Hindustan Petroleum Corp (HPCL) on August 7 reported a 53 percent drop in June quarter net profit mainly due to inventory losses caused by fall in oil prices and decline in refinery margins. Net profit slipped to Rs 811 crore in April-June as compared to Rs 1,719 crore a year back, the company's Chairman and Managing Director Mukesh K Surana told reporters here.
"The decrease in profit is due to sharp decline in crude prices in the month of May and June 2019 leading to inventory loses both at refinery and marketing, and also lower average cracks for all products except for LPG and fuel oil," he said.
Also, there was reduced throughput at refineries due to planned shutdown which impacted profits.
HPCL earned $0.75 on turning every barrel of crude oil into fuel in Q1 of the current fiscal as compared to $7.15 per barrel gross refining margin (GRM) earlier, he said.
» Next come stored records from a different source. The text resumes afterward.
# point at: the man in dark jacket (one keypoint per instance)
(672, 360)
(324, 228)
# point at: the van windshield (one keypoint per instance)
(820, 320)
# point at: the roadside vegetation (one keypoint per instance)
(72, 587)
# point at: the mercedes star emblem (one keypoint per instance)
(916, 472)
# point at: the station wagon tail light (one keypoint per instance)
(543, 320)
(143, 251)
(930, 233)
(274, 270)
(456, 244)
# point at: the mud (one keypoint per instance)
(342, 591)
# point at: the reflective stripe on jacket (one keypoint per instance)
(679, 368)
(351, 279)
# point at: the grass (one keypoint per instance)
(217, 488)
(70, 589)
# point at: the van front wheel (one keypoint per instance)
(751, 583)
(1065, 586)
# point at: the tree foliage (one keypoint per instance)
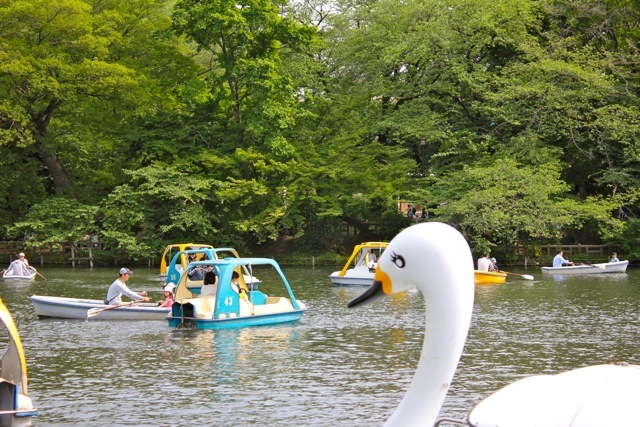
(242, 122)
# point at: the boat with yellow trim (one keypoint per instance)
(170, 250)
(364, 265)
(16, 407)
(489, 277)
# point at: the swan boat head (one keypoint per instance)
(436, 259)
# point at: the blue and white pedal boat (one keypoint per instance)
(221, 306)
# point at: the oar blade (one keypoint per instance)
(94, 311)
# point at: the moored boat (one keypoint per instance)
(16, 407)
(361, 274)
(8, 274)
(489, 277)
(603, 267)
(78, 308)
(224, 304)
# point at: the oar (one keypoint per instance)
(39, 273)
(524, 276)
(95, 311)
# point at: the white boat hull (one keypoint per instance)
(605, 267)
(77, 308)
(353, 277)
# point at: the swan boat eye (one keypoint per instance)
(398, 260)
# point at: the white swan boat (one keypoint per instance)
(436, 259)
(361, 273)
(603, 267)
(82, 308)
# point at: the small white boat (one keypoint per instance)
(361, 274)
(9, 275)
(16, 407)
(603, 267)
(78, 308)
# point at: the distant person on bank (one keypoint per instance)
(119, 287)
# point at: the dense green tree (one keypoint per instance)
(73, 71)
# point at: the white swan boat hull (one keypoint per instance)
(359, 276)
(604, 267)
(77, 308)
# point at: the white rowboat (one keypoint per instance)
(77, 308)
(603, 267)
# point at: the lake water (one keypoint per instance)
(335, 367)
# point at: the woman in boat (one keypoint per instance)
(236, 286)
(168, 290)
(484, 263)
(559, 261)
(119, 287)
(20, 266)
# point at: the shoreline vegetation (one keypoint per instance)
(100, 257)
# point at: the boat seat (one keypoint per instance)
(273, 305)
(208, 290)
(203, 307)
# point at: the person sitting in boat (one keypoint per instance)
(19, 266)
(559, 261)
(372, 260)
(484, 263)
(195, 273)
(209, 286)
(119, 287)
(168, 291)
(236, 286)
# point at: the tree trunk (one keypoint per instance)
(61, 179)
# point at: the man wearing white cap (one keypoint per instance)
(20, 266)
(119, 287)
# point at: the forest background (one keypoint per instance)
(244, 123)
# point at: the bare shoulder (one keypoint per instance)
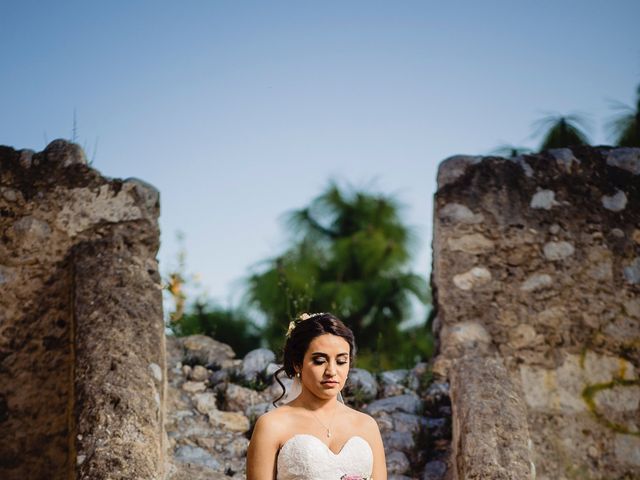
(274, 420)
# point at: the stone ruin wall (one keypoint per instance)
(81, 332)
(536, 279)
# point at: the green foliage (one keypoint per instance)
(349, 256)
(232, 327)
(562, 131)
(625, 127)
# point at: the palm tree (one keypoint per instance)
(349, 256)
(626, 127)
(562, 131)
(509, 151)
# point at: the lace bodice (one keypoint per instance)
(306, 457)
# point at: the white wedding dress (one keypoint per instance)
(306, 457)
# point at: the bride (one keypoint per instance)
(316, 436)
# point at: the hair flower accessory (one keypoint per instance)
(301, 318)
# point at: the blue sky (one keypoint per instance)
(239, 111)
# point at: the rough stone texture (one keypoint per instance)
(81, 332)
(209, 426)
(537, 312)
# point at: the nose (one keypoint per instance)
(331, 369)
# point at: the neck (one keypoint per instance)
(312, 402)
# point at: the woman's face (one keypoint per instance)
(325, 365)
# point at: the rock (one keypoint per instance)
(196, 455)
(407, 422)
(616, 202)
(561, 389)
(544, 199)
(149, 194)
(564, 158)
(187, 471)
(203, 350)
(437, 393)
(156, 371)
(409, 403)
(199, 373)
(522, 336)
(458, 213)
(361, 386)
(558, 250)
(398, 441)
(419, 377)
(255, 363)
(627, 158)
(454, 167)
(434, 470)
(393, 382)
(232, 421)
(632, 271)
(237, 448)
(397, 463)
(627, 449)
(237, 398)
(205, 402)
(537, 281)
(194, 387)
(521, 162)
(219, 376)
(26, 158)
(30, 232)
(476, 277)
(462, 337)
(474, 244)
(438, 428)
(65, 153)
(632, 308)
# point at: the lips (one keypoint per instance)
(329, 383)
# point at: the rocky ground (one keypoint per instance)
(213, 400)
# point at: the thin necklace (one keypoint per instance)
(328, 429)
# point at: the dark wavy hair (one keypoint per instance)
(301, 333)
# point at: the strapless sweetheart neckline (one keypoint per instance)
(306, 457)
(327, 446)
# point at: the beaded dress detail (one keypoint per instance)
(306, 457)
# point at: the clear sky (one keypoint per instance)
(239, 111)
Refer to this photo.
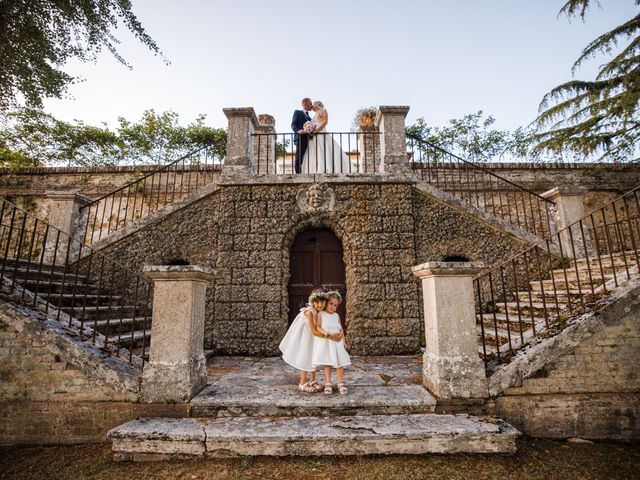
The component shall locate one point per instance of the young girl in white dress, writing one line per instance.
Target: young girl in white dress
(328, 353)
(297, 344)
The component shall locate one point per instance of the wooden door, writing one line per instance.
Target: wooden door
(316, 261)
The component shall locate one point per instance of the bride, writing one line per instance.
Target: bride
(324, 154)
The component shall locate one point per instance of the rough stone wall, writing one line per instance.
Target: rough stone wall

Sales increased marginally to Rs 74,530 crore in April-June as against Rs 72,923 crore turnover a year back.
During April-June, HPCL fuel sales grew 1.7 percent to 9.82 million tonnes. Petrol sales increased 8.4 percent while diesel sales rose 1.7 percent.
"The GRM were lower because of shutdown taken at our refineries," he said.
Surana said HPCL suffered an inventory loss of Rs 535 crore in Q1 as compared to an inventory gain of Rs 2,332 crore a year back.